🤖 AI Summary
This work addresses the challenge legal practitioners face in evaluating and improving the factual accuracy of AI-generated deposition summaries due to a lack of effective tools. To bridge this gap, the study extends the fact-based “nugget” evaluation framework—previously used only in automatic assessment—to user-facing support, presenting the first interactive prototype system designed for this purpose. The system enables two core functionalities: comparing the factual fidelity of alternative summaries and assisting users in manually refining automatically generated content. Grounded in the practical demands of legal workflows, this research not only enhances human-AI collaboration efficiency but also demonstrates the feasibility and real-world utility of the nugget-based approach in professional legal settings.
📝 Abstract
While large language models (LLMs) are increasingly used to summarize long documents, this trend poses significant challenges in the legal domain, where the factual accuracy of deposition summaries is crucial. Nugget-based methods have been shown to be extremely helpful for the automated evaluation of summarization approaches.

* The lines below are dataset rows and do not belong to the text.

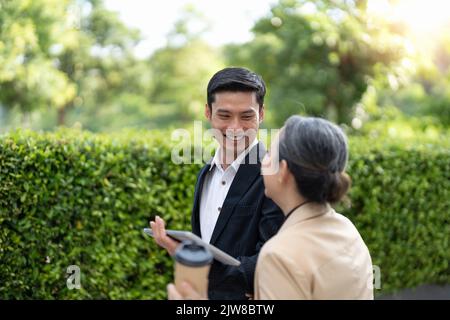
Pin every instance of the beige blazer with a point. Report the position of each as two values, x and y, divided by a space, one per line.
316 254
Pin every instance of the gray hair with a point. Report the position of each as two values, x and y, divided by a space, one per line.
316 151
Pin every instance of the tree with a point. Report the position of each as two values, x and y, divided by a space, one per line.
183 67
29 31
317 57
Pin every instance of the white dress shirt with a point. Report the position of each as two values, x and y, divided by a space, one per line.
215 189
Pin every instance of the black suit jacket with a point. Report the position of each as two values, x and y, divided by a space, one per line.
247 219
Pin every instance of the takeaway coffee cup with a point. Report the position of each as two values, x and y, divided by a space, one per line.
192 263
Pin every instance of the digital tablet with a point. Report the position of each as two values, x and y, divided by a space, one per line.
218 254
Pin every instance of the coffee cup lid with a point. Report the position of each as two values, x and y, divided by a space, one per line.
194 255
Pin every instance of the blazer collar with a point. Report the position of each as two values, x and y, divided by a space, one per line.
249 170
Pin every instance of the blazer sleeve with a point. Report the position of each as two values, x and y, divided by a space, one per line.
270 222
277 278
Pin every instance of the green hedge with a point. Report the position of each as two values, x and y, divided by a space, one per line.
74 198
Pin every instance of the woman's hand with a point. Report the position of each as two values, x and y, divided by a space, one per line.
187 292
160 236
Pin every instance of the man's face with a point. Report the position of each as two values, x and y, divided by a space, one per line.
235 118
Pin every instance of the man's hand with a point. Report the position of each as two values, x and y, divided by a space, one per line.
187 292
160 236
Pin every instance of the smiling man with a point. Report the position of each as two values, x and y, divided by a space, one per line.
230 209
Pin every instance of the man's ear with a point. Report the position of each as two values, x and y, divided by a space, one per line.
207 112
261 114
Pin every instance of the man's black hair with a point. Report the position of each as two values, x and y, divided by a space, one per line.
235 80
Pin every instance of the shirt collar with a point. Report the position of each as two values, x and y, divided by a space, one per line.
216 161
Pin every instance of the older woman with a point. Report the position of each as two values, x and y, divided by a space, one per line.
317 253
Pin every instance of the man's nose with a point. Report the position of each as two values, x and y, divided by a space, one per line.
235 125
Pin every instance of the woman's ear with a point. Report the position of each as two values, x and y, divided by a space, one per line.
283 172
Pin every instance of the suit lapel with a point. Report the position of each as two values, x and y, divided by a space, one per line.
197 194
247 173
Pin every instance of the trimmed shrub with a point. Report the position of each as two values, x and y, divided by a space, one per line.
74 198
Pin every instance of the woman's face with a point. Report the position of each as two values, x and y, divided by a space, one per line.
270 170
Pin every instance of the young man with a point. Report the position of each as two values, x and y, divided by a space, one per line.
230 209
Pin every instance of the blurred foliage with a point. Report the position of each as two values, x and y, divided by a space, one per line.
317 57
71 63
29 31
73 198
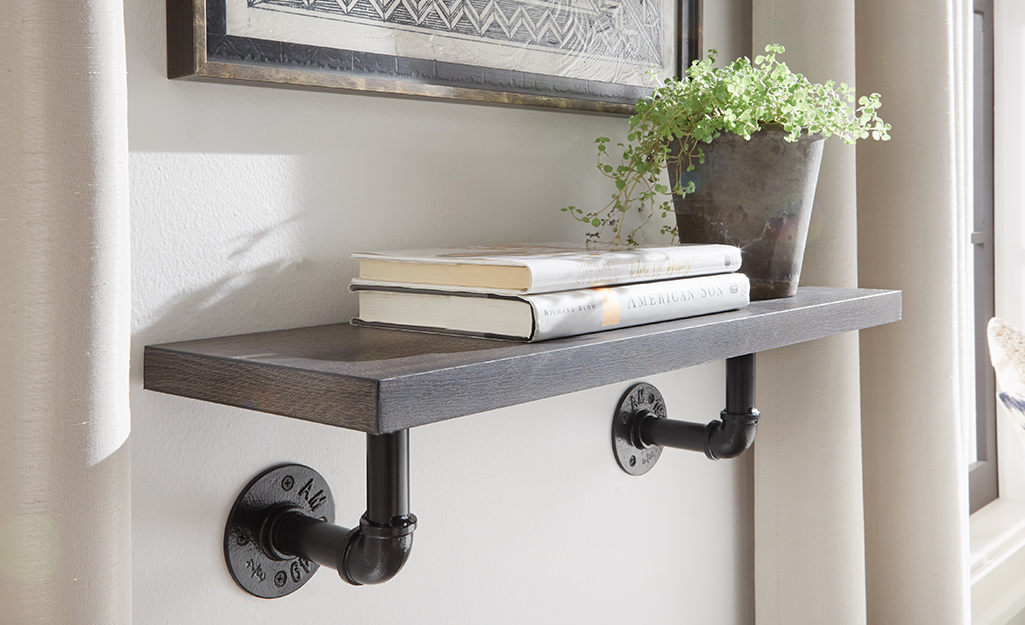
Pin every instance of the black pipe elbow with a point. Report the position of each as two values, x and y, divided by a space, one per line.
732 435
375 553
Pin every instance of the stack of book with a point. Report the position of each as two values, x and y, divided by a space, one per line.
539 292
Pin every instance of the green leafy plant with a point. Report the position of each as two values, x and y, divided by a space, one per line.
740 97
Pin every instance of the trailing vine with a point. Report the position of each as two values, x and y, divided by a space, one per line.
682 115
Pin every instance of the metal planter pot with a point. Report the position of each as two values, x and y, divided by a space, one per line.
755 195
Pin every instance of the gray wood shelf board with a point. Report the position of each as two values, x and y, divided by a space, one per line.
383 380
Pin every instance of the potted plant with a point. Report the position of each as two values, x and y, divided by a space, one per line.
742 146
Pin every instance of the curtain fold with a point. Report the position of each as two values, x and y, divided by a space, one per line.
65 332
809 531
911 192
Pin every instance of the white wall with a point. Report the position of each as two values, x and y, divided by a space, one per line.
246 203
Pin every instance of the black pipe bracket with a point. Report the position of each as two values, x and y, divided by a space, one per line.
255 565
641 429
281 529
640 402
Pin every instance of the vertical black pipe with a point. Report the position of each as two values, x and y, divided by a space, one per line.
740 384
387 476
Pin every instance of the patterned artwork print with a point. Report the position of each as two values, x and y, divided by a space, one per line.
627 30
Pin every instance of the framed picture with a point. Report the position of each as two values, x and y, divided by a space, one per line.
585 54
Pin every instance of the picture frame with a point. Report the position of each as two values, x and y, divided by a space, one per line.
576 54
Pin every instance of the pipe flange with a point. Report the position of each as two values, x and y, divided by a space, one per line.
254 565
642 400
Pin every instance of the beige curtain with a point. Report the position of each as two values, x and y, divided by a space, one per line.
810 565
65 505
815 563
910 194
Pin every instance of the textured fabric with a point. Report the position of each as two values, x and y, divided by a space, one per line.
65 542
809 535
910 196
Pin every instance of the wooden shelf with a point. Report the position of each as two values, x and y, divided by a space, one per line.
380 381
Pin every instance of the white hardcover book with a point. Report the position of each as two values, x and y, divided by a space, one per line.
517 269
547 316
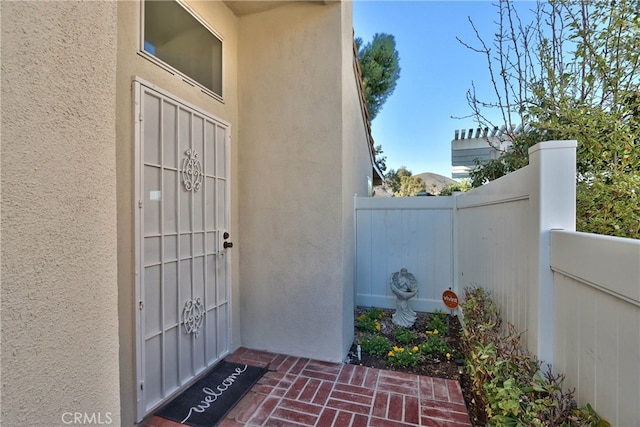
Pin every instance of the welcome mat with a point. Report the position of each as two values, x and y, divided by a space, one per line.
208 401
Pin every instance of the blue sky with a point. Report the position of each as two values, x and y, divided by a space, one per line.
415 126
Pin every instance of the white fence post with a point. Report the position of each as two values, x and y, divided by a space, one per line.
553 205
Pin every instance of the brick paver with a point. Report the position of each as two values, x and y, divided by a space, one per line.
303 392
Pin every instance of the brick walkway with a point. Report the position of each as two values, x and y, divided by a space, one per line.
303 392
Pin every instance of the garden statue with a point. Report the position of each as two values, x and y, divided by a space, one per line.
405 286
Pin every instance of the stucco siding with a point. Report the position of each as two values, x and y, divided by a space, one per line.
59 270
356 166
291 180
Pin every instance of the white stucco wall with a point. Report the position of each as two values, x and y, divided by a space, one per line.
130 64
59 270
356 166
291 177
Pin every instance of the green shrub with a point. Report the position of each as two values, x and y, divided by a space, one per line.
368 322
377 345
436 346
506 385
438 322
404 336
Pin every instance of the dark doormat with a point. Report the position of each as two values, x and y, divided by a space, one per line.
208 401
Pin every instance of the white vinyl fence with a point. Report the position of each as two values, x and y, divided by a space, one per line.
576 295
415 233
597 321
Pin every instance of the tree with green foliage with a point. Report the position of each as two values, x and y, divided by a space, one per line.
380 67
402 183
573 72
461 186
380 159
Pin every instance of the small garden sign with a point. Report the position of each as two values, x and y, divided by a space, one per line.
450 299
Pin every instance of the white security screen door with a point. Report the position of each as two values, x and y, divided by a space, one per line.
182 216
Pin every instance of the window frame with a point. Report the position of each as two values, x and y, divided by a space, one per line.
171 69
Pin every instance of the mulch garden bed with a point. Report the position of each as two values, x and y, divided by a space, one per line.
431 365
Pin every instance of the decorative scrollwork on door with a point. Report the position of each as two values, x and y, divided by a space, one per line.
192 316
192 171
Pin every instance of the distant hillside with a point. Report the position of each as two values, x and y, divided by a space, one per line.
433 182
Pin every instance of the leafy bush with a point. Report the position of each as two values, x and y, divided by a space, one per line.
368 322
404 336
435 346
438 322
376 344
505 380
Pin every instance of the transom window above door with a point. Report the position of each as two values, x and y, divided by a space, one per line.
174 37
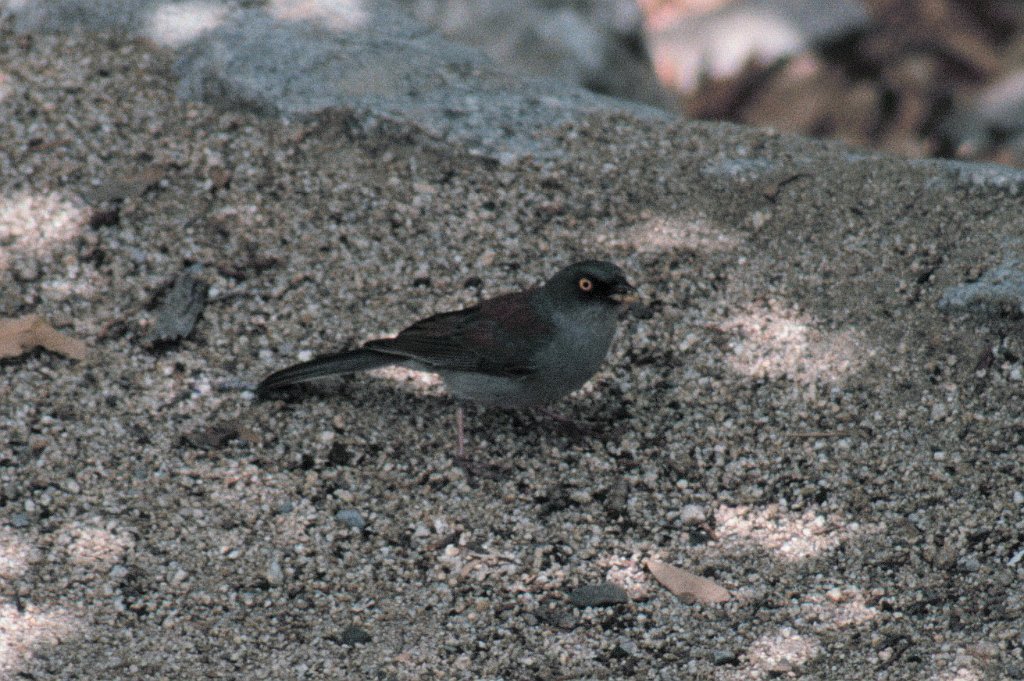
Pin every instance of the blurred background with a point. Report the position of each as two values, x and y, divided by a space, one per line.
918 78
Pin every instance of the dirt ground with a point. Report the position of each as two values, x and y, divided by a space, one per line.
790 414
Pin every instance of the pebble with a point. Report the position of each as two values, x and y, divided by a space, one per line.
274 575
722 657
692 514
354 635
596 595
350 517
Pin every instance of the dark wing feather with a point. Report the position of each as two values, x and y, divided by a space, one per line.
498 337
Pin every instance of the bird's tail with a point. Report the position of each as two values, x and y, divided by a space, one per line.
337 364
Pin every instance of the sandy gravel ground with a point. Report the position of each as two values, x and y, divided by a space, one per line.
791 415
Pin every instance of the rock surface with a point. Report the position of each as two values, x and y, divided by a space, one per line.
855 449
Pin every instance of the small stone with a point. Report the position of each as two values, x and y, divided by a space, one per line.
350 517
26 270
722 657
692 514
274 575
353 635
596 595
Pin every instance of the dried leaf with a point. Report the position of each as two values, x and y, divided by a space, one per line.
24 334
686 585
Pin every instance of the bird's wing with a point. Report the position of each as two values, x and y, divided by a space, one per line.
500 337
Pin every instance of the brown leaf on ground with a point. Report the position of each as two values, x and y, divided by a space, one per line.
24 334
686 585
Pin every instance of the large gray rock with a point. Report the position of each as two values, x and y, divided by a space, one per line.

In this work, we translate these methods to the user side and explore how nuggets could directly assist end users. Although prior systems have demonstrated the promise of nugget-based evaluation, its potential to support end users remains underexplored. Focusing on the legal domain, we present a prototype that leverages a factual nugget-based approach to support legal professionals in two concrete scenarios: (1) determining which of two summaries is better, and (2) manually improving an automatically generated summary.